Common credit cards usage mistakes
7 December 2009
Using credit cards is as much as part of a person's daily financial routine as using cash, with credit cards presenting themselves as a convenient and helpful way to build up a good credit rating for future loan applications while giving a person access to items online.
In fact, a recent debt study by Galaxy Research for credit cards security industry company Veda Advantage found that of the 16 per cent of all Australians that are classified as suffering financial difficulty, 16 per cent of them consider credit cards as their option to escape financial deadlines.
While credit cards are a necessary part of a person's personal and business life, they do pose a certain element of risk involved if careful management is not followed. It can feel as if a credit card or several credit cards can quickly spiral out of control once the monthly repayments are missed or late, with the subsequent charges and late fees easily reaching the same amount as the repayment itself.
At the heart of using credit cards is acknowledging and staying aware of three central factors: usage, interest rates and repayments.
Usage
The frequency of which you use your credit card should always match your income and financial budgeting restraints. While some people use their credit cards for "emergencies only", the majority of people will sue their credit card for daily expenses, rather than using cash. This is great - if you can afford to pay it back at the end of every month. If you overspend on your credit card even once, you may find that you will always be playing catch up every bill after that, not getting ahead but merely making the minimum repayments, which is usually just monthly interest rates anyway.

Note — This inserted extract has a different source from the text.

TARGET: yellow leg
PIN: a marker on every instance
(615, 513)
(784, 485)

What's more, be cautious of how many credit cards you have. This is crucial for several reasons, ranging from your credit rating to keep track of your finances. For starters, if you have more than, let's say three credit cards, are you really sure that you will be able to repay every card every month? Additionally, people with multiple credit cards will often find they have a difficult time when applying for personal loans at a later time, with their numerous credit cards viewed as a credit risk. This is especially true if there were issues with making repayments on time.
Interest Rates
The issue of interest rates is by far one of the hottest when it comes to the world of finance and borrowing, with different credit cards using different rates to try and attract new customers on to their card. Perhaps one of the most popular interest rates ploys for credit cards is the "introductory rates". When referring to "introductory rates" this means the rates offered to a new credit card when it is transferred from another lender, almost a reward for talking your business elsewhere.
While this can be an excellent option for many people, it is important to do your research before committing to a new card to be fully aware of the rates AFTER this introductory period. Most credit cards will offer either a 6 or 12 month introductory period which has very low interest rates attached, giving a great opportunity to pay off existing debts without the hassle of high rates attached. However, it is what happens after the introductory period has passed that are the cause for many costly financial credit cards mistakes. Suddenly you may find that your existing debt may have an interest rate that has jumped from a low interest rate of 8 per cent to 18 per cent, meaning you will be paying far more every month that the debt is not cleared.
Repayments
You should also be mindful of the interest rates that are attached to any and all late repayments. If you are more than 30 days late for a repayment you may find your debt attracting interest rates above 20 per cent.
Granted there are times when a late payment will happen, sometimes a few days here or there, but if you are consistently late this will show up on your credit rating and will negatively impact on any future loan applications.